# motor paso a paso unipolar



## tetebitan (Nov 6, 2007)

Por favor alguien me puede ayudar?

estoy intentando manejar un motor p-p con un microcontrolador pic 16f628a y un ULN2003. Eh logrado que el motor funcione pero este se comienza a calentar d una forma execiva, ya eh revizado el voltaje, y el amperaje que este tiene, y parece que todo esta bien. pero de igual forma se sigu calentando cuando este se enciende!

algun consejo?


----------



## ciri (Nov 6, 2007)

si la tensión y corriente de entrada, son normales.

por ahí, es la temperatura de trabajo del motor.

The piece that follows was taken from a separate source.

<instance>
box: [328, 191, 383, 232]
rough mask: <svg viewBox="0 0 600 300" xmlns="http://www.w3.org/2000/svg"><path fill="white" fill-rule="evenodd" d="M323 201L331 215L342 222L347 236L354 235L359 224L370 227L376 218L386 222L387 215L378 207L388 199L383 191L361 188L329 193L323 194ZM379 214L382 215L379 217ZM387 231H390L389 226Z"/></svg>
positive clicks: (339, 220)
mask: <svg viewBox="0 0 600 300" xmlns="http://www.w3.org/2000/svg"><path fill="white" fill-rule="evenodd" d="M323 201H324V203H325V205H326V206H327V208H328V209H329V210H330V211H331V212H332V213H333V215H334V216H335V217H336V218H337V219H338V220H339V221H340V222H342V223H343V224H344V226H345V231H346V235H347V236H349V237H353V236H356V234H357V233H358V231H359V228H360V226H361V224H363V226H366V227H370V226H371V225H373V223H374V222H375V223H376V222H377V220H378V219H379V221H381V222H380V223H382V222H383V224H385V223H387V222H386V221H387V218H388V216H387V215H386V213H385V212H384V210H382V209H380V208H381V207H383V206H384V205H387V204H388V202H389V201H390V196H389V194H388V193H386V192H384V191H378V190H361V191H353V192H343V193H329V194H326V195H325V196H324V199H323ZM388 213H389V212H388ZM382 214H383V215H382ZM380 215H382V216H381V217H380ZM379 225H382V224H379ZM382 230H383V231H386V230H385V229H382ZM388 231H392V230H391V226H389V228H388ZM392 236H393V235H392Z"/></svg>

Pero, también habría que ver. que tipo de trabajo le estas exigiendo?


----------



## tetebitan (Nov 6, 2007)

por el momento no esta ejerciendo ningun trabajo, pero me parece que el motor esta sobrecalentando, voy a buscar las paginas del fabricante para ver cual es la temperatura que deveria levantar!


----------



## antoniotenorio (Nov 7, 2007)

hola tetebitan, una vez tuve el mismo problema, lo que hice es colocar unos a las entradas del ULN uno por uno espere un par de segundos para ver si calienta el ULN o el motor me di cuenta que en una de la bobians calentaba mas que con las otras ademas que tenia un ruido en el motor, luego probe con otros mootores y esto no pasaba, de esa manera fue que me di cuenta el el motor esta en mal estado, puede que te este sucediendo lo mismo no sera mala que lo pruebes.suerte.


----------



## shakaITM (Nov 7, 2007)

si alguien sabe donde encontrar las especificaciones de este motor por favor envieme el link, o si sabe algunas especificaciones como voltaje, torque, corriente etc por favor aganmelo saber
la serie del motor es:

                           PM60-H418Z21B
                           RH7-1094     AEDR

necesito hacer el control de velocidad y de cambio de giro de este motor a pasos, tambien si saben como hacer este circuito pero que no sea con ningun tipo de PIC, se los agradeceria mucho.


----------



## ciri (Nov 7, 2007)

De que marca son los motores?, busca la paguina de la marca en el google, y en la pagina seguro están en el catalogo,.

mm. por el numero de serie, creo que son Minebea Motor Manufacturing Corporation.

voy a buscar por ahí a ver que encuentro.


----------



## tetebitan (Nov 8, 2007)

finalmente creo que encontre el problema con el motor las especificaciones que me dieron en la tienda donde lo compre parece que no eran las indicadas hanlando con un antiguo profesor mio, me dio la respuesta y es que el voltaje de muchos de estos motores es de 5v y no de 12 aun, asi sigue calentando pero no de la forma tan brutal como estaba antes . 

con relacion al control de los motoresla forma mas sensilla de manipularlos es con un pic de otra forma tendrias que busca un 555 y dividir las pulsaciones para cada paso


----------



## ciri (Nov 8, 2007)

mm. mucho del control sin PIC, no se, si encontras como, hacemelo saber.
gracias.


----------



## shakaITM (Nov 9, 2007)

oie CiRi, pss estube buscando en google por las especificaciones del motor de pasos, lo unico ke encontre fue ke era de una impresora laser CANON, quisiera saber si pudioste encontarr algo, por favor hazmelo saber


----------



## ciri (Nov 9, 2007)

No la verdad que no encontré, mas que lo que vos decís, busque en la empresa que nombre mas arriba pero no era.

Por casualidad tiene algun otro código el motor impreso?.

O si no la que queda, es ver si encontrar alguna especificación de la canon, por ahí podes encontrar una pistas.


----------



## chapin (Nov 11, 2007)

no lo estaras usando a una velocidad muy baja, pues a bajas revoluciones a mi me calentaba uno con el que hacia pruebas.


----------



## justmalk (Nov 12, 2007)

hola te dejo un circuito como puedes manipular el motor paso paso unipolar sin pic con un flip flop y un xor.


----------



## 89120257260 (Feb 13, 2009)

hola a todos, estoy tratando controlar un motor p-p por medio del PIC16F84 y el drives L293.
el problema esta en que no encuentro el 293, y el motor es de 5v a 0.8A, alguien podria decirme un equivalente a el 293, o algun transistor que soporte el amperaje deseado para montarlo en arreglo darlington.
gracias de antemano..


----------